PORT ANGELES – Clallam County health officials exceeded expectations over the weekend by vaccinating 2,364 people at events in Sequim, Port Angeles and Forks, and are working furiously this week to expand the infrastructure needed to begin an ambitious goal of vaccinating 4500 people per week in February and beyond.

County Health Officer Dr. Allison Berry says this week they are acquiring vaccine and laying the logistical framework needed to sustain mass vaccinations of 4,500 people per week starting February 2. The effort includes building a scheduling platform for the Sequim site, acquiring additional server capacity, hiring additional part time staff, expanding and training volunteer forces, and building an expanded base of operations at the Port Angeles site.

Also in the works this week is the creation of a program to vaccinate elderly folks who are homebound.

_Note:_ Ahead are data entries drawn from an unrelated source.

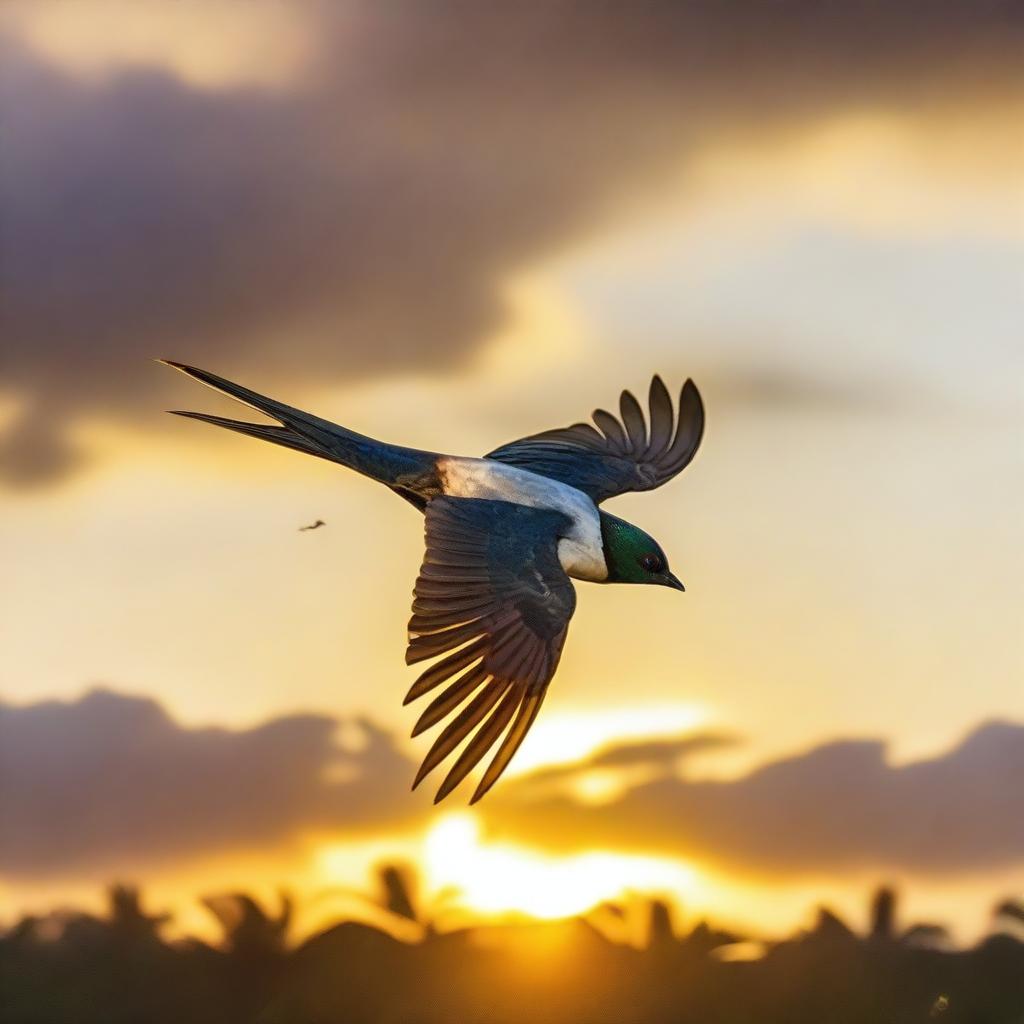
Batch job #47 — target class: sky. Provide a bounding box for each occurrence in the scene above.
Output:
[0,0,1024,935]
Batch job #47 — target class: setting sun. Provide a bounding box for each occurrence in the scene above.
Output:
[423,812,699,920]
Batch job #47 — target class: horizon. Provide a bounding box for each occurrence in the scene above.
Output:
[0,0,1024,991]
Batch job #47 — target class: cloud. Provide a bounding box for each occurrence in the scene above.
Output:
[0,0,1024,485]
[485,722,1024,874]
[6,690,1024,878]
[0,690,429,877]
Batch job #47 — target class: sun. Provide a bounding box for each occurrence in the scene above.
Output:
[422,812,699,920]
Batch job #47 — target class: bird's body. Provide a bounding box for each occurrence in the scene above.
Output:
[161,361,703,801]
[437,456,608,583]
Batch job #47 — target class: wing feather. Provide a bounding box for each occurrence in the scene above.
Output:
[486,376,705,502]
[406,495,577,800]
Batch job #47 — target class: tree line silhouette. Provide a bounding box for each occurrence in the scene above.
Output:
[6,866,1024,1024]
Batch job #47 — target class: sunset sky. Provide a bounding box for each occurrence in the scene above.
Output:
[0,0,1024,935]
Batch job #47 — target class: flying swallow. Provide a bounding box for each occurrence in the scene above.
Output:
[160,359,705,803]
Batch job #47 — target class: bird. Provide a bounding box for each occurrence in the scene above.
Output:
[158,359,705,804]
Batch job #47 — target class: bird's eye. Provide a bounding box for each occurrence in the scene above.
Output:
[640,555,665,572]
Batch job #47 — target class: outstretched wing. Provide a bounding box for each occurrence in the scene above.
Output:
[486,377,703,502]
[404,498,575,803]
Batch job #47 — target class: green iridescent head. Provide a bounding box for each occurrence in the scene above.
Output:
[601,512,685,590]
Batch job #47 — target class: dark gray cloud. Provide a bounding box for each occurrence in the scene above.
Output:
[6,690,1024,878]
[0,690,429,877]
[0,0,1024,484]
[485,722,1024,874]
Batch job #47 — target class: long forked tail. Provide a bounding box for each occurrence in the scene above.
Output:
[157,359,437,507]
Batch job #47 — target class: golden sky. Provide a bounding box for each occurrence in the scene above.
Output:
[0,0,1024,942]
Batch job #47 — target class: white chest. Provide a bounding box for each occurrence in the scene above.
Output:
[437,456,608,583]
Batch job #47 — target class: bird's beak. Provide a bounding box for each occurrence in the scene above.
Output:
[663,572,686,590]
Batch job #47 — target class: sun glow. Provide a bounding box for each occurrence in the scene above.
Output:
[423,812,699,919]
[507,703,709,777]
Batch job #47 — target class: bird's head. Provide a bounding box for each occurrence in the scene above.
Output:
[601,512,686,590]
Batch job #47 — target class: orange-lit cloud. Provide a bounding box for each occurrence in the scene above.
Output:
[8,692,1024,884]
[0,0,1020,484]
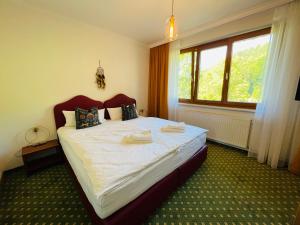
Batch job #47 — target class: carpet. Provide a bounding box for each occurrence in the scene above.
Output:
[0,143,300,225]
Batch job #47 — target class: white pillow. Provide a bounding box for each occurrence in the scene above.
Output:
[107,107,122,120]
[63,111,76,127]
[98,109,106,123]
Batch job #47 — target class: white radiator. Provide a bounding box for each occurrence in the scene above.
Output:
[179,110,252,149]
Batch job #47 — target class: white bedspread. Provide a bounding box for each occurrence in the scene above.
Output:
[58,117,207,201]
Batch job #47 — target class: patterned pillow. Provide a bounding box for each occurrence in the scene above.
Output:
[75,107,101,129]
[121,104,138,121]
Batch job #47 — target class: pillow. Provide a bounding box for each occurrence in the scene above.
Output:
[75,107,101,129]
[107,107,122,120]
[98,109,106,123]
[63,111,76,127]
[122,104,138,121]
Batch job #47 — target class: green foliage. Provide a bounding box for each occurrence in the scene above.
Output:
[178,53,192,99]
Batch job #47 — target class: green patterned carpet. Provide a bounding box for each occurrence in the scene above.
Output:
[0,143,300,225]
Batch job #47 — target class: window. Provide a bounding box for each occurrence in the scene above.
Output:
[179,28,270,108]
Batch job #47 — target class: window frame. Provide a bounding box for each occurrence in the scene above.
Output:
[178,27,271,109]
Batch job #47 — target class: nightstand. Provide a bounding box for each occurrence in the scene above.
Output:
[22,140,64,175]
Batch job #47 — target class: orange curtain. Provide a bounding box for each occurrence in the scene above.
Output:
[148,43,169,119]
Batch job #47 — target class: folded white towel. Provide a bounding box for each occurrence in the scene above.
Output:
[161,122,185,133]
[122,130,152,144]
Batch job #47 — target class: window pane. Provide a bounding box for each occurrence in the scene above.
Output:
[178,52,192,99]
[198,46,227,101]
[228,34,270,103]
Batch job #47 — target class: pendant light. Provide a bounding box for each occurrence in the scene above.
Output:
[166,0,177,41]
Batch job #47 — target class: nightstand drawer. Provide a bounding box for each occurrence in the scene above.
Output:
[22,140,64,175]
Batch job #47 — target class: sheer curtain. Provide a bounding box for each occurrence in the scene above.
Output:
[168,40,180,120]
[249,0,300,168]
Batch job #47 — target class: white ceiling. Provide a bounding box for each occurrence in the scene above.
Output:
[24,0,274,44]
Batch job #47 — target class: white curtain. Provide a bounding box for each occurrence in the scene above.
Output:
[249,0,300,168]
[168,40,180,121]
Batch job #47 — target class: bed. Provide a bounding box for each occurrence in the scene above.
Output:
[54,94,207,225]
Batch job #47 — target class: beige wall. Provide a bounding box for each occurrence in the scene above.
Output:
[177,10,273,144]
[0,1,149,174]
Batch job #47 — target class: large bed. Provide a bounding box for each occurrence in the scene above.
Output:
[54,94,207,225]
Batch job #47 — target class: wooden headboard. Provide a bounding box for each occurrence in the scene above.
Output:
[54,94,136,129]
[54,95,104,129]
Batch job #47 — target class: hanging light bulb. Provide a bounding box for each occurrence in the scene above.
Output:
[166,0,177,41]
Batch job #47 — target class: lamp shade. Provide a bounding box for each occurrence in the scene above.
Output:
[295,78,300,101]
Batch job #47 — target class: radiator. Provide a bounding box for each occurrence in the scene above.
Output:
[180,110,252,149]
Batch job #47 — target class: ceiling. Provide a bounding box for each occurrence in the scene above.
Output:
[23,0,274,44]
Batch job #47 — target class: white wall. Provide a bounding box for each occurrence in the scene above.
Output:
[177,10,273,144]
[0,1,149,174]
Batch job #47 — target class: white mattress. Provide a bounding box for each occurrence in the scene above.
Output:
[58,117,207,219]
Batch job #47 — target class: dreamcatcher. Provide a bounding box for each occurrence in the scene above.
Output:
[96,60,105,89]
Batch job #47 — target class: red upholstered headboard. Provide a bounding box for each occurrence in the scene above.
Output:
[103,94,136,119]
[54,95,104,129]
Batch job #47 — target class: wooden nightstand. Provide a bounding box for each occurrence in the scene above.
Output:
[22,140,63,175]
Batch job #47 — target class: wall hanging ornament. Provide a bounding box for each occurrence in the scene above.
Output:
[96,60,105,89]
[25,126,50,146]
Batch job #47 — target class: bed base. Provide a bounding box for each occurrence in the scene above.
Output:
[66,145,208,225]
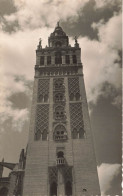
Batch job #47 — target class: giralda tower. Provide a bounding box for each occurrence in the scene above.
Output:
[23,23,100,196]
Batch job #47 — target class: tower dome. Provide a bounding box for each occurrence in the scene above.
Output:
[48,22,69,48]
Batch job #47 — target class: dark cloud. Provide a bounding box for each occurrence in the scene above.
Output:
[0,0,16,16]
[61,0,121,39]
[91,94,122,165]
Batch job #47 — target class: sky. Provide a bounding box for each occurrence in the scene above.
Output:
[0,0,122,196]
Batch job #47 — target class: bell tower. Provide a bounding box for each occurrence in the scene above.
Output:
[23,23,100,196]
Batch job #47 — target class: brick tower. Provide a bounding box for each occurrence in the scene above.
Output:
[23,23,100,196]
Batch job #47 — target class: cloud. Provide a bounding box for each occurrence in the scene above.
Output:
[4,0,89,29]
[0,0,121,132]
[98,163,121,196]
[79,14,121,102]
[95,0,122,9]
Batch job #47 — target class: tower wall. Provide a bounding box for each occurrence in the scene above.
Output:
[23,26,100,196]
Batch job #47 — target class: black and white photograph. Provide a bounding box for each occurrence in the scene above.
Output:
[0,0,122,196]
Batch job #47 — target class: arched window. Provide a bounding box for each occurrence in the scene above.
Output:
[55,52,62,64]
[72,55,77,63]
[65,181,72,196]
[57,151,64,158]
[38,94,43,102]
[50,182,57,196]
[42,129,47,140]
[79,128,85,138]
[76,93,80,101]
[55,93,64,102]
[40,56,44,65]
[55,41,62,47]
[70,93,74,101]
[72,129,78,139]
[54,125,67,141]
[65,55,70,64]
[0,187,8,196]
[47,56,51,65]
[55,106,65,119]
[35,130,41,140]
[44,94,48,102]
[54,80,64,90]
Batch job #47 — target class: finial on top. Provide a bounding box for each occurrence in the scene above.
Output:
[74,36,79,47]
[57,21,59,27]
[74,36,78,44]
[38,38,42,49]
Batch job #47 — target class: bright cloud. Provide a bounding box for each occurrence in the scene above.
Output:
[79,14,122,102]
[0,0,121,131]
[4,0,89,29]
[98,163,121,196]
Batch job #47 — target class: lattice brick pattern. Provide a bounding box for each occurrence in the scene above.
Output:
[63,166,73,182]
[49,167,58,184]
[36,104,49,132]
[70,103,83,130]
[68,77,80,95]
[38,79,49,102]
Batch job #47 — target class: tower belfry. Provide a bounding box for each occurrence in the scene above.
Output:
[23,23,100,196]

It’s a lot of work, but the goal is a more efficient and sustainable program of widespread vaccinations through the summer.

Dr. Berry last week described the effort to vaccinate our citizens as a race against an expanding number of cases here to achieve so-called herd immunity, thought to be 70-75% of the population.

If our county gets the anticipated vaccine, Dr. Berry says they should be able to move through the 1B1 group (65 years and older), and start vaccinating 1B2 in early March, if not sooner.